Sunday, July 4, 2010
These instructions are coming a bit late but I still wanted to share how I created this classic 4th of July cake. My neighbor and I had planned a 4th of July potluck cook out and I quickly told her I was going to make a FLAG CAKE. Had I ever made a flag cake before? Well, no....but I didn't let that stop me.
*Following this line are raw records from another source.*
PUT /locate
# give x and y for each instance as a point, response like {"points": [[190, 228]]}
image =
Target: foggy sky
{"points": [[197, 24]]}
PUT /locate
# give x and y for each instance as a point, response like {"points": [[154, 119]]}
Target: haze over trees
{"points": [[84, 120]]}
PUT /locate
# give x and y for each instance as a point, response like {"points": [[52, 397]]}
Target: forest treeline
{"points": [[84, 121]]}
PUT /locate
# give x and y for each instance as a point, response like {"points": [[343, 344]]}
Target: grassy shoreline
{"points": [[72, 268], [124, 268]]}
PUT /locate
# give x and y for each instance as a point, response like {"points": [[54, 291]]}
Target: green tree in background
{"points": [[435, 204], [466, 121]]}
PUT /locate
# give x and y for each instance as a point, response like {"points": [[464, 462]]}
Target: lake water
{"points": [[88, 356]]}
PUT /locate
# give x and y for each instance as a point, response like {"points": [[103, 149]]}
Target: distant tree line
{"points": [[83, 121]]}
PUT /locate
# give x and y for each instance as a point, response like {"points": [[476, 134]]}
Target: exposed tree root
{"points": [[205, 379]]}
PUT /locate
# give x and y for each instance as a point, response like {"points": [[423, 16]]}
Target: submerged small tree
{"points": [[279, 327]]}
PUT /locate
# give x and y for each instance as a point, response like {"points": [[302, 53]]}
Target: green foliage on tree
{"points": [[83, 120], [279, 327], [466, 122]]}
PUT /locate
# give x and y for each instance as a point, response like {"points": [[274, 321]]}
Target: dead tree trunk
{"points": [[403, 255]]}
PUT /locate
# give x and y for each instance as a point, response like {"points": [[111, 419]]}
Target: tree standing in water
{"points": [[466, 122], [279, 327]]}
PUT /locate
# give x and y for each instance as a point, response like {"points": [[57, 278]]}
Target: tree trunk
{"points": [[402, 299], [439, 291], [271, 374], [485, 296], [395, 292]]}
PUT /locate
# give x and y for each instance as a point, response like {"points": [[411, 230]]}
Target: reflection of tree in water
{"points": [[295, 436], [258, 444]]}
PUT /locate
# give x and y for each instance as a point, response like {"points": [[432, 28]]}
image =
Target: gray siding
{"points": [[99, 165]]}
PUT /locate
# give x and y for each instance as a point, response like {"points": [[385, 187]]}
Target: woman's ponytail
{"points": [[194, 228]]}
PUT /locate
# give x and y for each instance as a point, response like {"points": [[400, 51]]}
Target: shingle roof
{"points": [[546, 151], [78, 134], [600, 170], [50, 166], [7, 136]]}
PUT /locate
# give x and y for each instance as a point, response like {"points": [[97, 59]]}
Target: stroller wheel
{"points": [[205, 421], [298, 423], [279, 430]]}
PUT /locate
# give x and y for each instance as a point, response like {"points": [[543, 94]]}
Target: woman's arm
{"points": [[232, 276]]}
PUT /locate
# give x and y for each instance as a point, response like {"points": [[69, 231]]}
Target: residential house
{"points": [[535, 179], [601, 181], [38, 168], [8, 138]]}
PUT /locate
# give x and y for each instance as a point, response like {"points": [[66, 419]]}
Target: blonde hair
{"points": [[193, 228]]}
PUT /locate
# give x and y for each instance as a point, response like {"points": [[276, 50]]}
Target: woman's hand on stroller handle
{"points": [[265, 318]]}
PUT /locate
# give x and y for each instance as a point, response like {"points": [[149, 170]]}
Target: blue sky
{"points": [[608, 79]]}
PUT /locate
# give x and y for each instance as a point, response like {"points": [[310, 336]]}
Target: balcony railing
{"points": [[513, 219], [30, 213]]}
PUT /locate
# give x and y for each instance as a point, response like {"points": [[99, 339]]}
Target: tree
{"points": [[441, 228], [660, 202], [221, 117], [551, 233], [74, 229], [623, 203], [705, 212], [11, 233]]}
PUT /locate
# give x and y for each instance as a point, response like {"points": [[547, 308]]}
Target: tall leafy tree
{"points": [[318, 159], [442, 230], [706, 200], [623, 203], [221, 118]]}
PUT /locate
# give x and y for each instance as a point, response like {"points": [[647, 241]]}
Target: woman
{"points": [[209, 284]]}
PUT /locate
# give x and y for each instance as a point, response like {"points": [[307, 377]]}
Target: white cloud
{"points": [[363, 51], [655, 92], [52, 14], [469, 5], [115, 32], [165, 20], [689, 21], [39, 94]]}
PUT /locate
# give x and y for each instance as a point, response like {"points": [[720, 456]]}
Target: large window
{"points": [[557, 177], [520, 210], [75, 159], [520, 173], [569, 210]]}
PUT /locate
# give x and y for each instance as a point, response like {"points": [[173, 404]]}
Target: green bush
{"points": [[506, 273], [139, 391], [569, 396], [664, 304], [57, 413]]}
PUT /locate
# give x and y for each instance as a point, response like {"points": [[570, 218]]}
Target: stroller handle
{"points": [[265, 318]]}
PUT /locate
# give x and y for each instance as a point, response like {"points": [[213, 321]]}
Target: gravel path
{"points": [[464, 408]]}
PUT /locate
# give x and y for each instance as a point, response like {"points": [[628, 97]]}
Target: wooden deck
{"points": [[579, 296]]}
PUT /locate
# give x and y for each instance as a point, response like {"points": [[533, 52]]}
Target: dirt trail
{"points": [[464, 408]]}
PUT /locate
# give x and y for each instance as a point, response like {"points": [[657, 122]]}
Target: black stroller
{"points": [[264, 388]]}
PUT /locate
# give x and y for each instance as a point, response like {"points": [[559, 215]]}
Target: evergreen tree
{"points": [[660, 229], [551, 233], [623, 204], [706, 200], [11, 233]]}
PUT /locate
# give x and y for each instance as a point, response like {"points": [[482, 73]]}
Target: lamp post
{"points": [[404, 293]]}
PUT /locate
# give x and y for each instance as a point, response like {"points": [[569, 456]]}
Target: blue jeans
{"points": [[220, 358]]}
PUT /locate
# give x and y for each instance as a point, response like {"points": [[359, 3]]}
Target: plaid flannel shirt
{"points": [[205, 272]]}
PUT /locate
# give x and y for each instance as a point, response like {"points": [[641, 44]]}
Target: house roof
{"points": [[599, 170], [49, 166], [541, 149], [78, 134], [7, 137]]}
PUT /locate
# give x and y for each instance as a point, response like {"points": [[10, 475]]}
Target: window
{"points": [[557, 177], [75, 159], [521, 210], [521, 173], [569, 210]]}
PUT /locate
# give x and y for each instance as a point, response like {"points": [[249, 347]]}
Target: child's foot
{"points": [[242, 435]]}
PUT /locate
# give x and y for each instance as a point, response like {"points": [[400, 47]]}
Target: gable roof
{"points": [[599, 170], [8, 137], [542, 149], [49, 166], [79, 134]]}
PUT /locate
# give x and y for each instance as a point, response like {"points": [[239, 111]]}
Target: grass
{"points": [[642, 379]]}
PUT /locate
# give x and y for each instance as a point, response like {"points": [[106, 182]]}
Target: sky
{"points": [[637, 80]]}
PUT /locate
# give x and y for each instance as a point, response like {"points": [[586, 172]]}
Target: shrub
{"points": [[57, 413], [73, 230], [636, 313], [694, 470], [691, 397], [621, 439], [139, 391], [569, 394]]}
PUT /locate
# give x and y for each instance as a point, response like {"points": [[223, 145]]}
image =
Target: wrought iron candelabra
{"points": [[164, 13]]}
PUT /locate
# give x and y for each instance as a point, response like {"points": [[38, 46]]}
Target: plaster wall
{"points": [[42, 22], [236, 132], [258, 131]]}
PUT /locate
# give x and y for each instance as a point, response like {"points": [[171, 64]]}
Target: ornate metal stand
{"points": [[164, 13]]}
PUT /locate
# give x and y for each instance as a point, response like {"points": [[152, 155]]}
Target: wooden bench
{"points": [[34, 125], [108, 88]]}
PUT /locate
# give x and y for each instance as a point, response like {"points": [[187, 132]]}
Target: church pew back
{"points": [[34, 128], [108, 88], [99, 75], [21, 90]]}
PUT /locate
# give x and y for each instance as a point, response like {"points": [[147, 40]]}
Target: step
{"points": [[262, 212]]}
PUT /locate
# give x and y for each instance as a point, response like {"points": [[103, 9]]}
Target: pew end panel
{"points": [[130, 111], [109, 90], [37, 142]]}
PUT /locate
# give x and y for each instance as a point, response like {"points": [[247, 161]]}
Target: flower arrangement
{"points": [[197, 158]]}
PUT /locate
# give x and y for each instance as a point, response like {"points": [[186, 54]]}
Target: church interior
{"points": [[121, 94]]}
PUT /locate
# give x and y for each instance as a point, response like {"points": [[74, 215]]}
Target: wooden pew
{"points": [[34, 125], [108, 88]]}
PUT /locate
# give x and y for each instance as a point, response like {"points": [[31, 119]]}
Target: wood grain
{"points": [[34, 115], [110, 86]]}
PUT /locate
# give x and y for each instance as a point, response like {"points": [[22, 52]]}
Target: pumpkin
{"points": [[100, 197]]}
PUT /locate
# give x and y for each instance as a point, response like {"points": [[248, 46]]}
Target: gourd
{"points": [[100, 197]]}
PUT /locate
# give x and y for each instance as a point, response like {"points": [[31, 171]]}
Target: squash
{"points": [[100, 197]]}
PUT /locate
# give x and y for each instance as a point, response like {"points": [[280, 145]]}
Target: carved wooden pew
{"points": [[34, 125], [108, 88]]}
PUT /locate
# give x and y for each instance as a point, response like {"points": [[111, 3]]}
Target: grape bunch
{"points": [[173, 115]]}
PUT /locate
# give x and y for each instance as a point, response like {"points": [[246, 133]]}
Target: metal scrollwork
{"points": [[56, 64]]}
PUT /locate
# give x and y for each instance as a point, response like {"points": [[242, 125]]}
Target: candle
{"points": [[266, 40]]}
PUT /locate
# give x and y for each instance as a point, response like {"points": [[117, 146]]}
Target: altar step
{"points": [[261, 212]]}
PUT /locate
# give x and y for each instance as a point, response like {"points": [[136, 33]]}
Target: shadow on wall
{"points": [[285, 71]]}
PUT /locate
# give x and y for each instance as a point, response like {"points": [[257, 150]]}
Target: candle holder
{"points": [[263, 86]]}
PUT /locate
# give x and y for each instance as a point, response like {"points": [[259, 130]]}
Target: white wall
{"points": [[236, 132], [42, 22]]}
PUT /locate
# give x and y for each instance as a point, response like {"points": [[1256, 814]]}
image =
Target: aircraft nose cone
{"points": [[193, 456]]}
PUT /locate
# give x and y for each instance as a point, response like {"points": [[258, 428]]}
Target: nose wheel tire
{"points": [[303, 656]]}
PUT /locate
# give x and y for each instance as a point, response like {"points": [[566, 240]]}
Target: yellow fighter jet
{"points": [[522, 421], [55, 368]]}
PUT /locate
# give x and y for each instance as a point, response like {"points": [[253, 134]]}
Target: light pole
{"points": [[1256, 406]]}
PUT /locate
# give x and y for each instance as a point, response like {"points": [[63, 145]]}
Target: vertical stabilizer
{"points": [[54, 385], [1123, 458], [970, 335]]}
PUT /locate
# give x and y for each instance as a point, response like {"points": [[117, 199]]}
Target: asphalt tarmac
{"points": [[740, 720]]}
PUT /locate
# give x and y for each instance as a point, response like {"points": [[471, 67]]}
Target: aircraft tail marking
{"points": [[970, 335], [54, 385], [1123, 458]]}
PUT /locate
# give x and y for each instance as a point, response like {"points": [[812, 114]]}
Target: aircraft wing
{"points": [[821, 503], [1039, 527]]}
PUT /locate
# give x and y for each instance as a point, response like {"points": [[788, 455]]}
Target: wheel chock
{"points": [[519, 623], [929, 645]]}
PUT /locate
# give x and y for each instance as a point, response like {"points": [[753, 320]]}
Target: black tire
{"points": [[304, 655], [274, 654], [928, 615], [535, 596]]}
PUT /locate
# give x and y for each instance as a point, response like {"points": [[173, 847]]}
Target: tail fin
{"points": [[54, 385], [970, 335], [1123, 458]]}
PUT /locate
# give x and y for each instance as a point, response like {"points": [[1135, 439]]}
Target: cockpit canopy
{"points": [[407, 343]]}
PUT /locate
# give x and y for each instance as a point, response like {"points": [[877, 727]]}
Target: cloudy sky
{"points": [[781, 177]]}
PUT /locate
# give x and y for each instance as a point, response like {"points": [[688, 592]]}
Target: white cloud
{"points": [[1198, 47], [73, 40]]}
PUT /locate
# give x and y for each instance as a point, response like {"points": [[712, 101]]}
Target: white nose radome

I knew I wanted this cake to be light and fresh. So, I decided on sponge cake, whipped cream and fresh berries. The sponge cake is actually Pioneer Woman's recipe for tres leches cake (minus the leches). It's a great recipe, though I did have some problems with it because of the baking time. When I first made this cake (for Cinco de Mayo), I used a smaller baking pan and adjusted the baking time accordingly. This time I used a 9 x13 pan (the size stated in PW's recipe) and baked for the recommend time 35 -45 min. When my timer went off after 35 minutes, I was disappointed to see that the cake had over baked and was half deflated. I had to make an entire new batch and start again. This time I removed the cake after only 22 minutes and it was perfect.
I used whipped cream because I love how that tastes with fresh berries. However, if you make this cake and plan to have it sit out for a bit definitely use some type of frosting that is more stable, such as a buttercream.
Also, try to use the same size strawberries. This will make the "stripes" on the cake look neater and give the cake an overall better appearance. You may also substitute raspberries for the strawberries and just do a double row of berries instead of a single.
Overall, I was very please with how this cake turned out and how it tasted. Everyone at the cookout seemed to really enjoy it too. HAPPY 4th of JULY!!!!
FOR THE CAKE:
1 cup All-purpose Flour
1-½ teaspoon Baking Powder
¼ teaspoons Salt
5 whole Eggs
1 cup Sugar, Divided
1 teaspoon Vanilla
⅓ cups Milk
FOR THE ICING:
1 pint Heavy Whipping Cream
3 Tablespoons Sugar
1/2 teaspoon clear vanilla extract
Fresh blueberries, rinsed and patted dry
Strawberries, rinsed and patted dry. Cut off the stems and slice in half.
Preheat oven to 350 degrees. Line the bottom of a 9 x 13 inch pan with parchment paper, then liberally spray with cooking spray until coated.
Combine flour, baking powder, and salt in a large bowl. Separate eggs.
Beat egg yolks with 3/4 cup sugar on high speed until yolks are pale yellow. Stir in milk and vanilla. Pour egg yolk mixture over the flour mixture and stir very gently until combined.
Beat egg whites on high speed until soft peaks form. With the mixer on, pour in remaining 1/4 cup sugar and beat until egg whites are stiff but not dry.
Fold egg white mixture into the batter very gently until just combined. Pour into prepared pan and spread to even out the surface.
Bake for 20 to 30 minutes or until a toothpick comes out clean. Turn cake out onto a large rectangular platter and allow to cool.
To make the whipped cream, chill mixing bowl and whisk attachment for 10 minutes in the freezer.
Add the heavy cream, sugar and vanilla. Beat on high till the cream makes stiff peaks. Reserve 1/3 of the whipped cream for piping.
Spread the remaining 2/3 of whipped cream over the surface of the cooled cake. Smooth the cream over the cake with an offset spatula. Then add the blueberries in neat rows to the upper left corner of the cake to make the "stars". To make the "stripes", line up neat horizontal rows of the strawberries.
Put reserved whipped cream into a pastry bag fitted with a large star tip. Pipe rows of cream in between strawberry rows and around border of cake. Keep cake refrigerated until ready to serve.